During the scoping phase of the appraisal, stakeholders highlighted that as pegcetacoplan is a subcutaneous infusion it can be self-administered at home which may have implications for people with physical or learning disabilities, particularly if they have manual dexterity issues. The NICE AC was satisfied that the company’s patient support programme would identify patients who need support within their home environment to be able to administer their pegcetacoplan infusions and this would help reduce inequalities of access.

4.6 Final Guidance

The NICE AC recommended pegcetacoplan for treating PNH in adults who have anaemia after ≥ 3 months of treatment with a C5 inhibitor. The final guidance was published by NICE in March 2022 [30].

5 Conclusions

Pegcetacoplan improves clinical and haematological outcomes for patients with PNH when compared with eculizumab.

Commercial access arrangements are in place for the treatment options, and therefore the incremental cost-effectiveness ratios per QALY gained are confidential; however, the NICE AC was satisfied that the most plausible ICERs per QALY gained (using the confidential discounts) for the comparison of pegcetacoplan versus eculizumab were below £20,000.
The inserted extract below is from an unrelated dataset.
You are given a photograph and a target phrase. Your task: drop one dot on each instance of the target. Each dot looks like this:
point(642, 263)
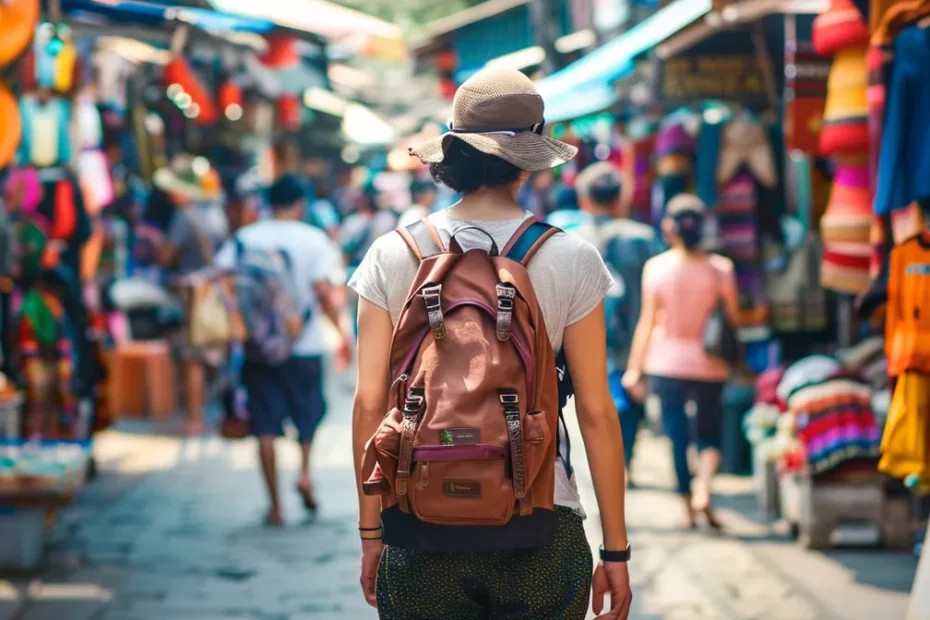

Although there was no direct evidence for the comparison of pegcetacoplan versus ravulizumab, the NICE AC considered the assumption that the clinical effectiveness of ravulizumab was the same as eculizumab was reasonable. The NICE AC was therefore satisfied that, using this assumption, the most plausible ICERs per QALY gained for the comparison of pegcetacoplan versus ravulizumab were <£20,000.

Pegcetacoplan was the first technology recommended by NICE via the low ICER FTA process.